Why aren't they simply boiling the water, nuclear powered? That article says membrane desal leaves half the water extra salty, is that right? Does boiling it leave that much? I'd imagine there'd just be a concentrated, mostly-solid byproduct.

I'm probably wrong else everyone would already be doing this. OTOH, many people and places seem to be going against nuclear power, so perhaps it isn't just a technical issue. At any rate, that article just left more questions than answers.


Is nuclear cheaper per joule than other energy on the grid?

They'd essentially be running a nuclear powerplant, which wouldn't turn out any resellable power, just water.


tl;dr: Desal is too energy intensive and expensive to be feasible while other conservation options haven't been tried yet. Also, massive potential environmental impact for water intake and brine output.


I find it odd that it's too expensive.
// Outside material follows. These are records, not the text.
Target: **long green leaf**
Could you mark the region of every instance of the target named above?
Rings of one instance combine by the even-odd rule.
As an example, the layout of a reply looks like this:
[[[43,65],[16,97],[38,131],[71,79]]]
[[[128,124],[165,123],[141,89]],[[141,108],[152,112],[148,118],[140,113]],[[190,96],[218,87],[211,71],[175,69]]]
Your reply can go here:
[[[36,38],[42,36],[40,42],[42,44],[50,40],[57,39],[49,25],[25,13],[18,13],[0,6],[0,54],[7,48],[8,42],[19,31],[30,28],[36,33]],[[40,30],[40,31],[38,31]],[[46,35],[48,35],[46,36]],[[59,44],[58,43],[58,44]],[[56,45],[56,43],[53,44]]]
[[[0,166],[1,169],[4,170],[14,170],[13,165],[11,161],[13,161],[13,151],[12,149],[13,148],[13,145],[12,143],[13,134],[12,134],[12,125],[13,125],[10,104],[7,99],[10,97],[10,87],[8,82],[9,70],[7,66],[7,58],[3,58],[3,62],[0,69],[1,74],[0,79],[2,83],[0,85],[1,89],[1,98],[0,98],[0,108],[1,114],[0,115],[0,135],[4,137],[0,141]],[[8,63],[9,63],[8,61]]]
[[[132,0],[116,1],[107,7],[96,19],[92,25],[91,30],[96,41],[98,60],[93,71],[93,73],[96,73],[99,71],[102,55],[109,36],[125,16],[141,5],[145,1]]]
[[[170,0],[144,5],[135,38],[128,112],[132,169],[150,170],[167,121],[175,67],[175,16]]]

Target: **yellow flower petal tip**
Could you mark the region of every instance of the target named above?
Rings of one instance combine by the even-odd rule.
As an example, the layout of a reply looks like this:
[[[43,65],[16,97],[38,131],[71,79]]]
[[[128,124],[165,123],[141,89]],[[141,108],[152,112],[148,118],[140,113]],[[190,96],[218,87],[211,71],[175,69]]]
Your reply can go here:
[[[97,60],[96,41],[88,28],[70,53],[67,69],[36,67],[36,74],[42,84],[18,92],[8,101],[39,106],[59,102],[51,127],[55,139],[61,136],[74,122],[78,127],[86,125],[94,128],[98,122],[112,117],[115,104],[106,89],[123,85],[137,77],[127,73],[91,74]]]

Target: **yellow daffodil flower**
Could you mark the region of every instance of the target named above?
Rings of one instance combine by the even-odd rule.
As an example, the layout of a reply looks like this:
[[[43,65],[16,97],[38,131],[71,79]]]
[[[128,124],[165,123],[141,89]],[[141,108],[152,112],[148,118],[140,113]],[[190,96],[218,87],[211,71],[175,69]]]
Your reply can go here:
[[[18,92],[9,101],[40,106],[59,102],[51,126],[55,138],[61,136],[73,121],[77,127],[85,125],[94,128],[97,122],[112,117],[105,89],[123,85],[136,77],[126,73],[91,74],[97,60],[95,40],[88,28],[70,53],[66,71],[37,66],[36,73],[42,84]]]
It's cheaper than the price of water in e.g. Finland and many European countries, yet I've never heard anyone complain about the price water.

http://en.wikipedia.org/wiki/Desalination#Economics http://www.vercon.fi/fi/tietoa-vedenkulutuksesta/veden-hinta...


I was going to say. Look at the numbers in the article. $25,000 per month for 1200 homes. That's $20.83 per month. I'm sure costs down down with scale.

Not that much different than what I'm paying for municipal water.